Every party I ever went to in high school and college – or at least every really fun one – was, for me, a return to the branches of that crazy dog tree. I’d look around at all the people crowded together and realize that this was the way the world really was supposed to be. At a good party, all the ordinary borders and barriers that made life such a tiresome place broke down. Everybody talked to everybody, and said things you’d never imagined they would say. Anything could happen. Everything was possible. No matter how dull and difficult human interaction might be in the ordinary world (“No, I do not like your hat.”), at a good party everything was different. Everything worked out well at last (“I like that party hat!”).

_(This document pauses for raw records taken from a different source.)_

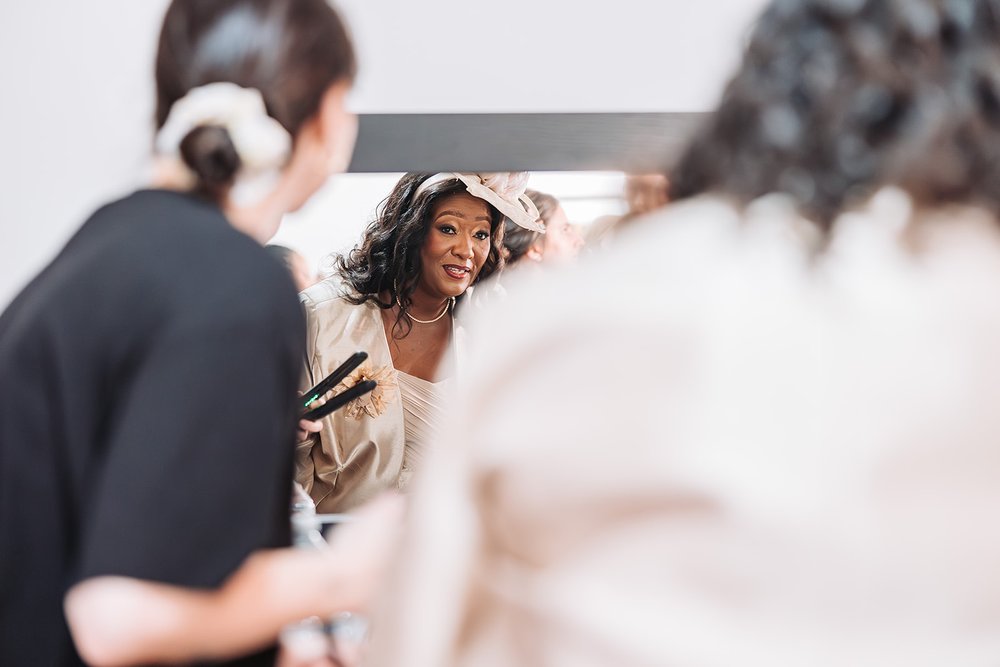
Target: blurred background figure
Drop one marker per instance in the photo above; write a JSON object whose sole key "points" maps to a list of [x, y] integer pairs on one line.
{"points": [[787, 453], [149, 412], [644, 193], [394, 297], [557, 244], [296, 264]]}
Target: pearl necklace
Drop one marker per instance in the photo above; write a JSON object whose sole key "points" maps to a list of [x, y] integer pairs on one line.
{"points": [[447, 307]]}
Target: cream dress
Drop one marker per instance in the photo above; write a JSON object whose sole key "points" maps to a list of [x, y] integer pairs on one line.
{"points": [[710, 447]]}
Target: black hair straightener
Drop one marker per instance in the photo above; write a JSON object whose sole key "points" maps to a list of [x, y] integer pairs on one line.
{"points": [[329, 382]]}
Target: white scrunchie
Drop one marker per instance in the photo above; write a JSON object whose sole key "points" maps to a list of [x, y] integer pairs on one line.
{"points": [[505, 191], [261, 142]]}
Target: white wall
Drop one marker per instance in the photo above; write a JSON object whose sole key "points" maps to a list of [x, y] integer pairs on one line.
{"points": [[77, 105]]}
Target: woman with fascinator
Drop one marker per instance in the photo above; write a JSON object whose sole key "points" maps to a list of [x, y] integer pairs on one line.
{"points": [[394, 297], [148, 375]]}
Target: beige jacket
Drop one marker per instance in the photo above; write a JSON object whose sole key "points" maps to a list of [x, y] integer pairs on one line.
{"points": [[708, 447], [359, 452]]}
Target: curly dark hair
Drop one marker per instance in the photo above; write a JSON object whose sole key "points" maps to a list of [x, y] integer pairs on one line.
{"points": [[387, 261], [835, 98]]}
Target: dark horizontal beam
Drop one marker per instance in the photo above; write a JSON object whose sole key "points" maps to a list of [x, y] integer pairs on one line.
{"points": [[633, 142]]}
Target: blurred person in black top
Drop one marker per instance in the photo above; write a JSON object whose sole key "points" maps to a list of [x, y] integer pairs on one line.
{"points": [[148, 375]]}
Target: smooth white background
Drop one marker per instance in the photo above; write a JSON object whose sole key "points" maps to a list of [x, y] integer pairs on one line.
{"points": [[76, 77]]}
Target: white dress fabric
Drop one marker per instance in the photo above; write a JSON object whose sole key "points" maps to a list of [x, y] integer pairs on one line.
{"points": [[710, 446], [423, 407]]}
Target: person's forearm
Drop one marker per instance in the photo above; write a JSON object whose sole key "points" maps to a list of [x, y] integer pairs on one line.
{"points": [[122, 621]]}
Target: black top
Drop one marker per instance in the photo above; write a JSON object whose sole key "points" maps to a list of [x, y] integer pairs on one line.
{"points": [[147, 410]]}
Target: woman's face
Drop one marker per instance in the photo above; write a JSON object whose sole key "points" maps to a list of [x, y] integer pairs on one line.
{"points": [[457, 245], [561, 242]]}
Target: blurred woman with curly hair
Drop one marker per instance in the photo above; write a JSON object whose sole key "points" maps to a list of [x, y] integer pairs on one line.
{"points": [[394, 297]]}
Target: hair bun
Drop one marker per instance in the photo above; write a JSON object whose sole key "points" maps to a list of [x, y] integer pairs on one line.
{"points": [[210, 153]]}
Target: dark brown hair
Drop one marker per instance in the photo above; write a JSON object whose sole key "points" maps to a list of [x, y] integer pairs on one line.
{"points": [[835, 98], [292, 51], [388, 259]]}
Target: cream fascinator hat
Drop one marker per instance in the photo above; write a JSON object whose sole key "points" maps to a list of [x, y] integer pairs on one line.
{"points": [[504, 191]]}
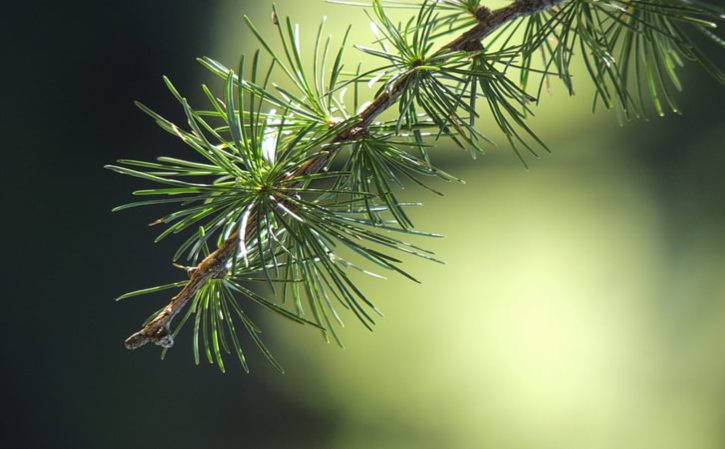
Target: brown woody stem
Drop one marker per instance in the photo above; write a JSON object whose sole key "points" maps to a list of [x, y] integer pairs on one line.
{"points": [[214, 265]]}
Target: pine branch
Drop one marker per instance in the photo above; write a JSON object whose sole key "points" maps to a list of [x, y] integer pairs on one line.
{"points": [[259, 192], [214, 266]]}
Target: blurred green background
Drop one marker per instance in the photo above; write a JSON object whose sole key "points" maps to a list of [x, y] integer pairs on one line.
{"points": [[582, 304]]}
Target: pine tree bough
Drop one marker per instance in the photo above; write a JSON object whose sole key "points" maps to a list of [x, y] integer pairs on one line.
{"points": [[258, 200], [158, 329]]}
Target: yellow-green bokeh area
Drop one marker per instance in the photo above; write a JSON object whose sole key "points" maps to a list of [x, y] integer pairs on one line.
{"points": [[551, 326], [581, 304]]}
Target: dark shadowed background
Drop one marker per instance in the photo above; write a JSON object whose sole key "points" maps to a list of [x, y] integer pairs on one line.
{"points": [[583, 304]]}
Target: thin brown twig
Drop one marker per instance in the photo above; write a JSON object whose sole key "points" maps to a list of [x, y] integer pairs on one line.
{"points": [[214, 266]]}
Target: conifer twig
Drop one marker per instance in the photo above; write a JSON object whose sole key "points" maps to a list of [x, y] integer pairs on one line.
{"points": [[157, 330]]}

Of course, all those parties – every last one of them – eventually came to an end (I know, because I was usually the last to leave them). And unlike the party in Go, Dog. Go!, they didn’t always come to a particularly good one either. Not only that but the dead and dull world I’d escaped from for a moment ground right back into action the next day. The old borders and barriers, the tired old rules and regulations, all fell right back into place.
Every now and then these days – usually when reading Go, Dog. Go! to a young relative – I’ll revisit that giant tree where everybody meets and all things work out.
Every time I do, it still works that strange old magic on me. Ordinary life – at least MY ordinary life – is still a frustrating event a lot of the time. That giant tree where everything works out, the fun never stops, and everyone is in accord with everyone else, still seems like a pretty good place.
And to tell the truth, I haven’t lost my faith that – in some way that I’m not up to describing or even fully understanding – it really exists. For me in sobriety, the last word about life and where it’s going, ultimately, still belongs to the pink poodle and the yellow beagle.
“Do you like my hat?”
“I do. What a hat! I like that party hat!”